Confessionally Reformed

Our church is a confessional church, in that we have a specific set of doctrinal beliefs that we affirm, or “confess” as a denomination. This means that you can know what our church, and others in our same denomination, generally believe with regard to the Bible’s teaching. Some Christians are opposed to confessions and creeds. Some may also wonder how they fit with my previous post that asserted the sufficiency of the Scriptures to inform our church on doctrine. However, the simple response is that confessions are not our foundation. Nor do they replace Scripture, or even get placed on a parallel with Scripture. Rather, they are to assist the church in the promotion of peace, purity, and unity, as they provide a tool for us to systematically discuss and agree upon the teachings of Scripture. Thus, a confessional church should not treat its confession as inerrant or infallible. It is not God’s Word. Yet, a confessional church such as ours believes that the confessions we hold to are an accurate summary of those doctrines taught in God’s Word. To the degree these man-made documents are in accordance with Scripture, these confessions, creeds, and catechisms can help promote unity in the church on what we believe, and assist the church in educating the members on the doctrines of Scripture.

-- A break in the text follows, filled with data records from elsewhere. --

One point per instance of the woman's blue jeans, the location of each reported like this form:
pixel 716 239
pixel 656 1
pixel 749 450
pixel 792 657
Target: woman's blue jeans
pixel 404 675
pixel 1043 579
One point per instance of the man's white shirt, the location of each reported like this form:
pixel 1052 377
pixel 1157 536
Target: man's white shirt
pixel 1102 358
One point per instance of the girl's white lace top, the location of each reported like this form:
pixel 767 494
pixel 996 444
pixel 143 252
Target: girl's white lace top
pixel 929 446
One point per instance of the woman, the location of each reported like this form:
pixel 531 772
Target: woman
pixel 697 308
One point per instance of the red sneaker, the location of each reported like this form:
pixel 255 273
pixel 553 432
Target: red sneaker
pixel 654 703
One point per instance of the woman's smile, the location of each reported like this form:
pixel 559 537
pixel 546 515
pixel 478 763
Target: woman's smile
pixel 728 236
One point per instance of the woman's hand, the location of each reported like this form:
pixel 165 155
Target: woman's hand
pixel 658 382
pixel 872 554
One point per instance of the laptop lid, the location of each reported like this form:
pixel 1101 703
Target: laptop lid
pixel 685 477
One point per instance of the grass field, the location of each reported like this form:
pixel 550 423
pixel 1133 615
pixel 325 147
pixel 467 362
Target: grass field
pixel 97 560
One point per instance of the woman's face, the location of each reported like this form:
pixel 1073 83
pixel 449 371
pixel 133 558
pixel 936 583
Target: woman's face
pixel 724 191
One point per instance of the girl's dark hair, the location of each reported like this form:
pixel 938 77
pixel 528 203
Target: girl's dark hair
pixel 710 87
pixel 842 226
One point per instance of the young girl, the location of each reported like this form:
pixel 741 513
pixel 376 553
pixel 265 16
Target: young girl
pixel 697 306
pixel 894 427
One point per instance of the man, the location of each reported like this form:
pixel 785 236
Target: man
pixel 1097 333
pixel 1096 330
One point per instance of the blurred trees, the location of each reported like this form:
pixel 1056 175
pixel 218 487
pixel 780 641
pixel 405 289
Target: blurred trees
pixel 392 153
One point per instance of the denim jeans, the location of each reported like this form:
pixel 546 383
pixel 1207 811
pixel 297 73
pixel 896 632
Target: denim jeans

However, to say that we are a confessional church is not specific enough, for there are confessional churches of many theological positions; churches that confess doctrines with substantial differences than our own. Specifically, our church is confessionally Reformed. There are several denominations coming from a Reformed perspective, who have confessed different (but compatible) confessions and creeds in history. Our denomination and church joins with those like-minded brethren in confessing the Westminster Standards, originally written in the 1640s (with a few minor amendments since then). The Standards include the Westminster Confession of Faith, and the Larger and Shorter Catechisms. The official versions used by the OPC can be found here.

It would be helpful to note that in our church, individual members are not required to subscribe to each of the tenets of doctrine expounded in these Standards. However, every ordained officer in our church and denomination is required to affirm that they “sincerely receive and adopt the Confession of Faith and Catechisms of this Church, as containing the system of doctrine taught in the Holy Scriptures.” So, if you visit our church, or another church in our denomination, you should have a great deal of confidence that you know what the leadership in the church believes.

This continues to be important today when many churches continue to disregard sound doctrine. Every generation seems to have heretical movements rising up from the church that pervert the truth of Scripture. It can often be difficult for a Christian to discern erring leaders when they don’t clearly come out and confess systematically what they believe the Bible to teach. Furthermore, even among many conservative, Bible-believing churches, there can be doctrinal differences of substance. As a Christian, when looking for a church to join, it is helpful (and very important) to know where a church stands theologically.

On a practical note for me, this means that whenever I am looking for a church to visit (such as when I’m traveling), or whenever I am asked for a church recommendation in a specific geographical area, I typically start (after my own denomination) by turning to the churches that are a part of the North American Presbyterian and Reformed Council (NAPARC). These member churches all are confessionally reformed, and so I have a pretty good sense of what I’ll be getting from any of them, even before I visit them for the first time.